I walked off stage, not looking up, and through the front doors and out onto the city streets. I walked 2 blocks or so to my home and went up the dirty carpeted stairs and into my flat door. I sat on my bed and looked at this sheet of tree that once inhabited the woods untouched by human hands. I set my pen down and wrote the most beautiful thing I have ever written...right over the last most beautiful thing I had ever written. I was too drunk. I didn't even notice pages of pen as I wrote right over the top of it. I set the notebook down on the bed for Will to find...he would be coming over in just a few minutes.
I walked down those tracks for centuries. The air was October in Michigan. For those in Florida, come visit Michigan in October to understand what that means. I counted the dark brown wooden boards that creaked beneath me as I stepped one more step closer to my last. I spoke to myself out loud. I reasoned that what I was about to do was the only way to alleviate the pain. I could not stand to feel alone anymore. I kicked rocks as I went to try to lighten the moment and turn it into a game that ended in a loss. I found my spot miles down the road.
In front of me were overgrown weeds in front of the lights of distant houses. I liked it because I loved to look into the warmth of people's homes and pretend I was a part of their family, normal, with two parents, a dog, and not me. I only wanted to watch from afar. I didn't want to begin to think that there was hope of anything different for me. I laid down on the tracks...the cold steel shocking my neck at first. I had spent weeks in the library researching a suitable method of ending my life and this was the most fool-proof. Cutting gets your rescued and put in the mental hospital. Shooting gets you paralyzed and potato-ized. Hanging worked but was too slow for me. I didn't have access to a grenade. I chose a train... Mostly because my uncle Dink had trains in his basement and they amazed me.

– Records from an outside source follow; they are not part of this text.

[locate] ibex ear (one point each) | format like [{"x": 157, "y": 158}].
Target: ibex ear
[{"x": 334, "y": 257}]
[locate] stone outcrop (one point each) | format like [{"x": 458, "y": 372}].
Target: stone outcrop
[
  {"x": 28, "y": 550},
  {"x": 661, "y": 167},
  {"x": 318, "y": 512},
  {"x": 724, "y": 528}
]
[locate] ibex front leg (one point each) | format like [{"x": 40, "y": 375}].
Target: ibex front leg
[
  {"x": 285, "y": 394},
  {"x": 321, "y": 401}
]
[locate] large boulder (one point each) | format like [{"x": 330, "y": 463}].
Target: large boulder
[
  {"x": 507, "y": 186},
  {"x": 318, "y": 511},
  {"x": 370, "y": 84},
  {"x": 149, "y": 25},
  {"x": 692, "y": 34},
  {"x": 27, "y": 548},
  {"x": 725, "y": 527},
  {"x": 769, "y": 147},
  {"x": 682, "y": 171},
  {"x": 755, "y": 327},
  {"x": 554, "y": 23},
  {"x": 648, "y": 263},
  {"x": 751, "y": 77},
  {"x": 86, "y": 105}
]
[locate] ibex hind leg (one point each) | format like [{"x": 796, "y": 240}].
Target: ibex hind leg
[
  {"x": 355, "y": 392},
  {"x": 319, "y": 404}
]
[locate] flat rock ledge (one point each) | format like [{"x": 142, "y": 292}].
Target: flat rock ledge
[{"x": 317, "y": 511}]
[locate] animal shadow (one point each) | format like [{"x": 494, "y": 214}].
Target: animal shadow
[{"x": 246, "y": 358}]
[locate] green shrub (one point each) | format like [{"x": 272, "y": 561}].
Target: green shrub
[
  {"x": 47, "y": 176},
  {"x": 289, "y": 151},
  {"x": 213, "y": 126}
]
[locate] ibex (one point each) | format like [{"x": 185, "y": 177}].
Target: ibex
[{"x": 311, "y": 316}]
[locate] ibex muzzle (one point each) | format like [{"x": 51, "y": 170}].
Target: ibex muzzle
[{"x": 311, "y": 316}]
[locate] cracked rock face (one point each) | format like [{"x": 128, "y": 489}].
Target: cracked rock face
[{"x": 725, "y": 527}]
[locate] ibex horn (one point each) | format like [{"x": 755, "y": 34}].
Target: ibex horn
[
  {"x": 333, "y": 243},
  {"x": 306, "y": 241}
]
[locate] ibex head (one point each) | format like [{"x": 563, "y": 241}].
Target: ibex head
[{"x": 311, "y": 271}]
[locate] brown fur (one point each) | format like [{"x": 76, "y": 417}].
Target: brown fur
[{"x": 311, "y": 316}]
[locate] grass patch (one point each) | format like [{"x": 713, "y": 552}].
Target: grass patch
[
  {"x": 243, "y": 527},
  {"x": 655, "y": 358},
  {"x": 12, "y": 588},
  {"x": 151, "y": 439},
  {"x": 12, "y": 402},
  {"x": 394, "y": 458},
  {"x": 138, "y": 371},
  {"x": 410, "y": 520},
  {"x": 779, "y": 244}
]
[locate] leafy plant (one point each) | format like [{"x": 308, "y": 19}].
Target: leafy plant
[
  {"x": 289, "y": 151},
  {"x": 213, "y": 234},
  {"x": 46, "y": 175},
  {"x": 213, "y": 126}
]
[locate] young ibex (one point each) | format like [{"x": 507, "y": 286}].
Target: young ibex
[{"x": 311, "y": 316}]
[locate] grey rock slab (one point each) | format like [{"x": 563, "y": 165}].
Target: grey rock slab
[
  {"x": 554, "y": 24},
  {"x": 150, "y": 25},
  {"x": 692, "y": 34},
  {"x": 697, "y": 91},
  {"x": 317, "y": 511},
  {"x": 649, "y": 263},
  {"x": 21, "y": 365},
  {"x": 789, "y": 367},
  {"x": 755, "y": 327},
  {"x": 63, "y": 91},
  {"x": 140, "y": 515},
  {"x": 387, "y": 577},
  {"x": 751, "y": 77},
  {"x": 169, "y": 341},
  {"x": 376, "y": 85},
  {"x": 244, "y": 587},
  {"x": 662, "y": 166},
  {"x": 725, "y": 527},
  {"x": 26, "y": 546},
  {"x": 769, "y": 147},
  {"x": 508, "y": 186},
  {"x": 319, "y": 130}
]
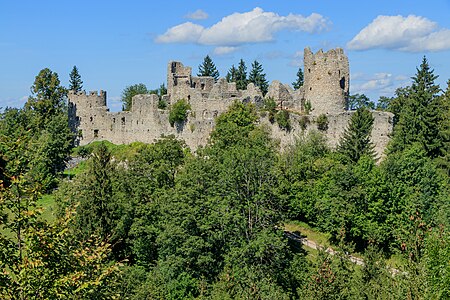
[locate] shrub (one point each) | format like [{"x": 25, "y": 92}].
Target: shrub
[
  {"x": 304, "y": 121},
  {"x": 282, "y": 118},
  {"x": 179, "y": 112},
  {"x": 322, "y": 122},
  {"x": 162, "y": 104}
]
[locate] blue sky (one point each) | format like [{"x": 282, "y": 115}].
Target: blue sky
[{"x": 119, "y": 43}]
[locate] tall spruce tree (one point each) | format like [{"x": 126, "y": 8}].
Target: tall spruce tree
[
  {"x": 258, "y": 78},
  {"x": 208, "y": 68},
  {"x": 355, "y": 142},
  {"x": 420, "y": 114},
  {"x": 300, "y": 79},
  {"x": 241, "y": 76},
  {"x": 75, "y": 83},
  {"x": 231, "y": 75}
]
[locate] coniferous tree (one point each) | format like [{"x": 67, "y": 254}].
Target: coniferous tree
[
  {"x": 231, "y": 75},
  {"x": 208, "y": 68},
  {"x": 420, "y": 114},
  {"x": 258, "y": 78},
  {"x": 75, "y": 83},
  {"x": 355, "y": 142},
  {"x": 241, "y": 76},
  {"x": 300, "y": 80}
]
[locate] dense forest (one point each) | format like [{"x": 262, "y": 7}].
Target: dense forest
[{"x": 159, "y": 221}]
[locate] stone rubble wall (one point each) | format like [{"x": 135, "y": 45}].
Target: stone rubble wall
[{"x": 326, "y": 88}]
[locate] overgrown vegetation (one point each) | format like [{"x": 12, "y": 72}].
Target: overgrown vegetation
[
  {"x": 322, "y": 122},
  {"x": 179, "y": 112},
  {"x": 157, "y": 222}
]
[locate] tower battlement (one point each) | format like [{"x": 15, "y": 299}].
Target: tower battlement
[{"x": 327, "y": 80}]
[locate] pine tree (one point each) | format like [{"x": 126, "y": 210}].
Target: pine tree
[
  {"x": 75, "y": 83},
  {"x": 231, "y": 75},
  {"x": 258, "y": 78},
  {"x": 241, "y": 76},
  {"x": 420, "y": 114},
  {"x": 300, "y": 80},
  {"x": 208, "y": 68},
  {"x": 355, "y": 142}
]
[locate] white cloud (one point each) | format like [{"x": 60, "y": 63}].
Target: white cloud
[
  {"x": 297, "y": 59},
  {"x": 197, "y": 15},
  {"x": 224, "y": 50},
  {"x": 184, "y": 33},
  {"x": 240, "y": 28},
  {"x": 378, "y": 83},
  {"x": 410, "y": 34}
]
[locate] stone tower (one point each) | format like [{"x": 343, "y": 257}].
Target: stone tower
[{"x": 326, "y": 80}]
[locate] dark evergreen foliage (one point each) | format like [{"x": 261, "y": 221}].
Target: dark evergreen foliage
[
  {"x": 355, "y": 141},
  {"x": 300, "y": 79},
  {"x": 258, "y": 77},
  {"x": 75, "y": 82}
]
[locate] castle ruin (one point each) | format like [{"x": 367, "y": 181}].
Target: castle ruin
[{"x": 325, "y": 92}]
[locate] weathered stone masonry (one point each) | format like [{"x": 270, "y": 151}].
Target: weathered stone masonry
[{"x": 326, "y": 88}]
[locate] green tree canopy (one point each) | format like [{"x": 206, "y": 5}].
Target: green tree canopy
[
  {"x": 355, "y": 142},
  {"x": 420, "y": 113},
  {"x": 75, "y": 83},
  {"x": 208, "y": 68},
  {"x": 231, "y": 74},
  {"x": 358, "y": 101},
  {"x": 241, "y": 76},
  {"x": 47, "y": 97},
  {"x": 300, "y": 79},
  {"x": 258, "y": 77},
  {"x": 129, "y": 92}
]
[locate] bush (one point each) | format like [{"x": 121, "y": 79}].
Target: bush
[
  {"x": 179, "y": 112},
  {"x": 282, "y": 118},
  {"x": 304, "y": 121},
  {"x": 322, "y": 122},
  {"x": 162, "y": 104}
]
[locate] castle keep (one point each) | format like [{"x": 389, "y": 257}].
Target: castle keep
[{"x": 325, "y": 92}]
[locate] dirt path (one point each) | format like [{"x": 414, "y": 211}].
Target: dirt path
[{"x": 313, "y": 245}]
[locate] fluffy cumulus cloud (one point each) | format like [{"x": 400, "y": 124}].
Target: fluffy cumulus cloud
[
  {"x": 411, "y": 34},
  {"x": 224, "y": 50},
  {"x": 241, "y": 28},
  {"x": 197, "y": 15},
  {"x": 379, "y": 83}
]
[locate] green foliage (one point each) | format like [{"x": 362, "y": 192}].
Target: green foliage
[
  {"x": 234, "y": 125},
  {"x": 282, "y": 118},
  {"x": 241, "y": 76},
  {"x": 308, "y": 107},
  {"x": 47, "y": 97},
  {"x": 322, "y": 122},
  {"x": 75, "y": 82},
  {"x": 420, "y": 114},
  {"x": 258, "y": 78},
  {"x": 304, "y": 122},
  {"x": 359, "y": 101},
  {"x": 179, "y": 112},
  {"x": 271, "y": 107},
  {"x": 208, "y": 68},
  {"x": 300, "y": 79},
  {"x": 384, "y": 103},
  {"x": 355, "y": 142},
  {"x": 129, "y": 92},
  {"x": 231, "y": 74}
]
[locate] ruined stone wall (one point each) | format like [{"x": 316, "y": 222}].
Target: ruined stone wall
[
  {"x": 326, "y": 87},
  {"x": 326, "y": 80}
]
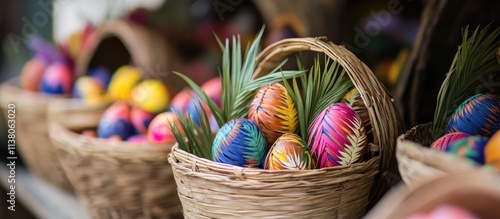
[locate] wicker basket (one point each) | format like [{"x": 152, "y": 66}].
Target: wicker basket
[
  {"x": 32, "y": 139},
  {"x": 418, "y": 163},
  {"x": 214, "y": 190},
  {"x": 477, "y": 191}
]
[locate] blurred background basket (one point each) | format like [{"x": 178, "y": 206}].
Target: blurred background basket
[
  {"x": 476, "y": 191},
  {"x": 213, "y": 190}
]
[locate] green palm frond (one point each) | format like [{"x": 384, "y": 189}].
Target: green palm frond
[{"x": 474, "y": 60}]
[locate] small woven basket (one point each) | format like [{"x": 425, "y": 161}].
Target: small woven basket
[
  {"x": 418, "y": 163},
  {"x": 476, "y": 191},
  {"x": 209, "y": 189},
  {"x": 32, "y": 139}
]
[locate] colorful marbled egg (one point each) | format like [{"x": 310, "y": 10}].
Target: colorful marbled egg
[
  {"x": 337, "y": 137},
  {"x": 159, "y": 131},
  {"x": 151, "y": 95},
  {"x": 471, "y": 148},
  {"x": 57, "y": 79},
  {"x": 353, "y": 99},
  {"x": 444, "y": 141},
  {"x": 478, "y": 115},
  {"x": 141, "y": 119},
  {"x": 101, "y": 74},
  {"x": 31, "y": 75},
  {"x": 180, "y": 101},
  {"x": 115, "y": 121},
  {"x": 492, "y": 151},
  {"x": 241, "y": 143},
  {"x": 273, "y": 110},
  {"x": 123, "y": 82},
  {"x": 289, "y": 152}
]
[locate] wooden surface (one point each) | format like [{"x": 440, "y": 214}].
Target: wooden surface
[{"x": 41, "y": 198}]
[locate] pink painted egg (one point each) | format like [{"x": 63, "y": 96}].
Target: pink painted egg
[
  {"x": 141, "y": 119},
  {"x": 337, "y": 137},
  {"x": 57, "y": 79},
  {"x": 31, "y": 75},
  {"x": 159, "y": 131},
  {"x": 441, "y": 143}
]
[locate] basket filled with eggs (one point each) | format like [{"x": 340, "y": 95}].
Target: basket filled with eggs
[
  {"x": 468, "y": 194},
  {"x": 465, "y": 132},
  {"x": 48, "y": 75},
  {"x": 288, "y": 143}
]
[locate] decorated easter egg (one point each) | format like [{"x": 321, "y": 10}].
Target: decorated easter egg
[
  {"x": 181, "y": 100},
  {"x": 353, "y": 100},
  {"x": 441, "y": 143},
  {"x": 101, "y": 74},
  {"x": 478, "y": 115},
  {"x": 273, "y": 110},
  {"x": 87, "y": 87},
  {"x": 337, "y": 137},
  {"x": 159, "y": 131},
  {"x": 471, "y": 148},
  {"x": 115, "y": 121},
  {"x": 137, "y": 139},
  {"x": 57, "y": 79},
  {"x": 492, "y": 151},
  {"x": 31, "y": 75},
  {"x": 289, "y": 152},
  {"x": 141, "y": 119},
  {"x": 241, "y": 143},
  {"x": 123, "y": 81},
  {"x": 151, "y": 95}
]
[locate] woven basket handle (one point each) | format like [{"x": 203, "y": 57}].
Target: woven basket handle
[{"x": 383, "y": 114}]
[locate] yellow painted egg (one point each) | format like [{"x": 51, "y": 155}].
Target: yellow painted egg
[
  {"x": 123, "y": 82},
  {"x": 151, "y": 95}
]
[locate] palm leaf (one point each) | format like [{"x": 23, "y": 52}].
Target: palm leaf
[{"x": 475, "y": 59}]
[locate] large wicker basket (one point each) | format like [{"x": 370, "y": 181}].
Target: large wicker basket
[
  {"x": 418, "y": 163},
  {"x": 476, "y": 191},
  {"x": 213, "y": 190}
]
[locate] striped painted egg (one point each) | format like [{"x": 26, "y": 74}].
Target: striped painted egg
[
  {"x": 241, "y": 143},
  {"x": 151, "y": 95},
  {"x": 353, "y": 99},
  {"x": 471, "y": 148},
  {"x": 478, "y": 115},
  {"x": 273, "y": 110},
  {"x": 115, "y": 121},
  {"x": 337, "y": 137},
  {"x": 289, "y": 152},
  {"x": 141, "y": 119},
  {"x": 444, "y": 141},
  {"x": 492, "y": 151}
]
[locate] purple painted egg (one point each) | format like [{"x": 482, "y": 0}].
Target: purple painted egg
[
  {"x": 137, "y": 139},
  {"x": 141, "y": 119},
  {"x": 289, "y": 152},
  {"x": 274, "y": 112},
  {"x": 101, "y": 74},
  {"x": 181, "y": 100},
  {"x": 115, "y": 121},
  {"x": 441, "y": 143},
  {"x": 337, "y": 137},
  {"x": 57, "y": 79}
]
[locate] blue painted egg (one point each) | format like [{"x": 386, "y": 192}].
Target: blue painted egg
[
  {"x": 57, "y": 79},
  {"x": 115, "y": 121},
  {"x": 101, "y": 74},
  {"x": 478, "y": 115},
  {"x": 471, "y": 148},
  {"x": 241, "y": 143}
]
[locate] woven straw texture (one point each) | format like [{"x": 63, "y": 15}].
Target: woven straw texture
[
  {"x": 118, "y": 180},
  {"x": 32, "y": 139},
  {"x": 214, "y": 190},
  {"x": 418, "y": 163},
  {"x": 476, "y": 191}
]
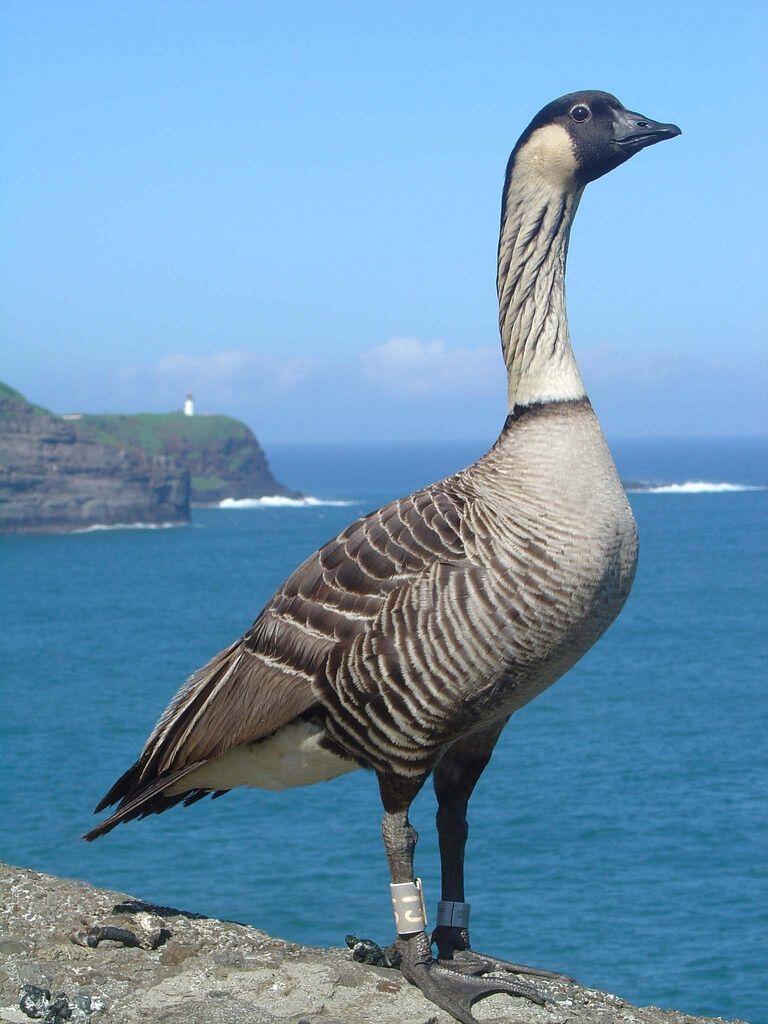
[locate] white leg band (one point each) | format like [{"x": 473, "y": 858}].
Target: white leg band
[
  {"x": 452, "y": 913},
  {"x": 408, "y": 904}
]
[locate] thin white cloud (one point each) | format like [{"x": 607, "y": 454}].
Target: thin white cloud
[
  {"x": 411, "y": 367},
  {"x": 218, "y": 377}
]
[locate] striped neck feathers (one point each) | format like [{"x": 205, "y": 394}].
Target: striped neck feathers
[{"x": 540, "y": 200}]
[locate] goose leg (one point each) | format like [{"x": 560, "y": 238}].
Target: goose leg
[
  {"x": 455, "y": 778},
  {"x": 455, "y": 991}
]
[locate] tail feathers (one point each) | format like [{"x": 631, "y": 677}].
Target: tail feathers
[{"x": 150, "y": 800}]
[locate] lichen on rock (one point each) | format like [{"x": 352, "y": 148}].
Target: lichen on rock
[{"x": 215, "y": 972}]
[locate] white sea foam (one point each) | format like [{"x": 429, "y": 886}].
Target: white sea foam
[
  {"x": 692, "y": 487},
  {"x": 276, "y": 501},
  {"x": 127, "y": 525}
]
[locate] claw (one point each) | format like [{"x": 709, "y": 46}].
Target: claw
[
  {"x": 457, "y": 992},
  {"x": 452, "y": 989},
  {"x": 471, "y": 963}
]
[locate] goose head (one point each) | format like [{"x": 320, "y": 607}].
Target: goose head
[{"x": 583, "y": 135}]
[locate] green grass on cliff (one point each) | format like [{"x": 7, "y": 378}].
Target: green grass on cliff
[
  {"x": 9, "y": 394},
  {"x": 153, "y": 431}
]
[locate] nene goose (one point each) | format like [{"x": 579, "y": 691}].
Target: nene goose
[{"x": 406, "y": 643}]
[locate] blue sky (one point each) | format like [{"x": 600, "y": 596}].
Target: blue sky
[{"x": 292, "y": 209}]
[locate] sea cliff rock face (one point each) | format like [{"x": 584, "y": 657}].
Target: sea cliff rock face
[
  {"x": 221, "y": 455},
  {"x": 69, "y": 951},
  {"x": 51, "y": 479}
]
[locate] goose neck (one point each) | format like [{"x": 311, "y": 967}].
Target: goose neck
[{"x": 532, "y": 249}]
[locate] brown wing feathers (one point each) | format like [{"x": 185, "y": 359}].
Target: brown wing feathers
[{"x": 270, "y": 676}]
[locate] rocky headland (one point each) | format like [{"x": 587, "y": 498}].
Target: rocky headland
[
  {"x": 69, "y": 951},
  {"x": 53, "y": 479},
  {"x": 221, "y": 455},
  {"x": 65, "y": 473}
]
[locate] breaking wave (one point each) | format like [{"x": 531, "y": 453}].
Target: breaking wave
[
  {"x": 690, "y": 487},
  {"x": 276, "y": 501},
  {"x": 127, "y": 525}
]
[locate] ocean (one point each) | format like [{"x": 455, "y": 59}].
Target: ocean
[{"x": 619, "y": 834}]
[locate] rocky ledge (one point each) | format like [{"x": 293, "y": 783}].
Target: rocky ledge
[{"x": 69, "y": 951}]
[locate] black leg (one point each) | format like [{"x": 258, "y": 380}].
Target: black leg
[
  {"x": 455, "y": 991},
  {"x": 455, "y": 779}
]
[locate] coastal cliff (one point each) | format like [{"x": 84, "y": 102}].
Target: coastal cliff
[
  {"x": 64, "y": 473},
  {"x": 69, "y": 951},
  {"x": 52, "y": 479},
  {"x": 221, "y": 455}
]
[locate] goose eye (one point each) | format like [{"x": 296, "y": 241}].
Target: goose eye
[{"x": 581, "y": 113}]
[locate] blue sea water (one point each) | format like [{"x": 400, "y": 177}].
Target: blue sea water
[{"x": 619, "y": 833}]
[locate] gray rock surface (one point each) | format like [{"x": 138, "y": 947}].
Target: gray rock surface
[
  {"x": 50, "y": 479},
  {"x": 181, "y": 968}
]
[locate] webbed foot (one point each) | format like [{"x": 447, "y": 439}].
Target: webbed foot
[
  {"x": 454, "y": 951},
  {"x": 454, "y": 989}
]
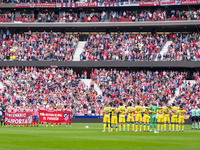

I thought about that legend that your mind keeps firing 6 seconds after being removed from your body. It deterred me before, but not this night. I was determined to make this night and this train a hero of the world. I was gonna lay there no matter how scared I was. I would not move.
I looked down the dark tracks into nothing until I saw the distant headlight. My breathing picked up. It was cold and I was shivering, but never more than now as I could see the blade dropping on my neck. The tracks rumbled beneath me. My body echoed. I could feel it wanted to get me. I could feel my body resisting. My mind had seen enough though, and there was to be no leap from these tracks from me. I wasn't listening to reason, even if it were from my own DNA.
It got closer and closer. I saw that kid sitting under his top bunk bed weeping. I could see him throwing that football. I could see him collapsing at the dismissal of his future. I felt liberated from my own horrible future. I looked into the lights of this 240,000 pound razor headed for my head and closed my eyes forever.